If you’re just looking for what’s on the label — the above-mentioned R&B-tinged pop — you’ll find it here. But THE DRIVER ERA is also great at sneaking in influences from a lot of other genres and they do it so skillfully that nothing seems weird or out of place.
Example: “cray z babe e”, the second track on the record, still fits the overall vibe of the rest of the album but brings in some experimental noise-rock inspired drum loops, reverb-ed vocals, and buzzing distorted guitar mashed together with some classic piano strings.
“When You Need a A Man” has great 80s-style synth callbacks and, while it’s undoubtedly a modern song, it feels like it wouldn’t be out of place getting radio airplay any time from the late 1970s to now. It’s got a classic feel to it, getting even better on the second and third listens.
If you ever wondered what a Cure song would sound like if the entire band was upbeat and not apocalyptically depressed, you want to check out “A Kiss”, a fast-paced banger of a track that has shades of Robert Smith in the vocals while creating its own fresh sound that, again, somehow fits right in with the rest of the record.
For me, though, the standout track on the record is “flashdrive”, a synth-driven low-key three and a half minutes that pairs nicely with artists like Timecop1983 or Young Galaxy. Make no mistake, it doesn’t really sound like either of those bands but, like those artists, it’s a perfect song for a long night drive on an empty highway.

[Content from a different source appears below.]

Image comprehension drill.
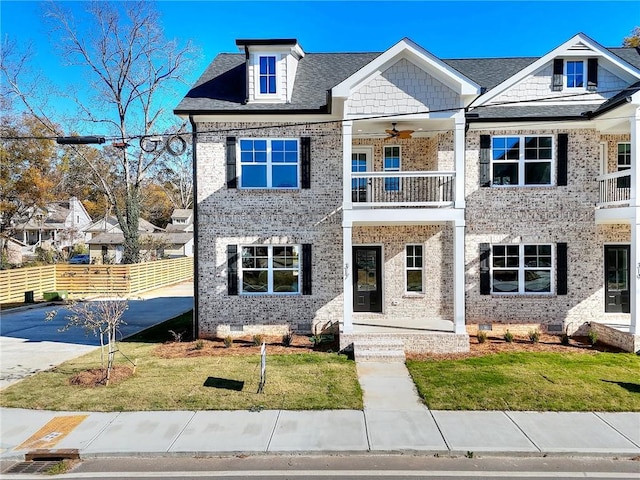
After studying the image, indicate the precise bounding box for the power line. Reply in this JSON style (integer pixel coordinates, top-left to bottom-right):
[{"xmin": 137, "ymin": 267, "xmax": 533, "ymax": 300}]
[{"xmin": 0, "ymin": 87, "xmax": 637, "ymax": 142}]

I could talk about standout tracks all day, because there literally wasn’t a song I felt like skipping on this album, but the real power this record has is the ability to weave in a bunch of styles and musical references without making anything seem mismatched. I would guess that a lot of care went into ordering the songs because Girlfriend really flows from one song — and one style — to the next without feeling jarring.
Stream it, Buy it, Skip it?: This is one you’ll want to buy on the platform of your choice. It’s got great replayability and you’ll find something new (and great) every time you listen.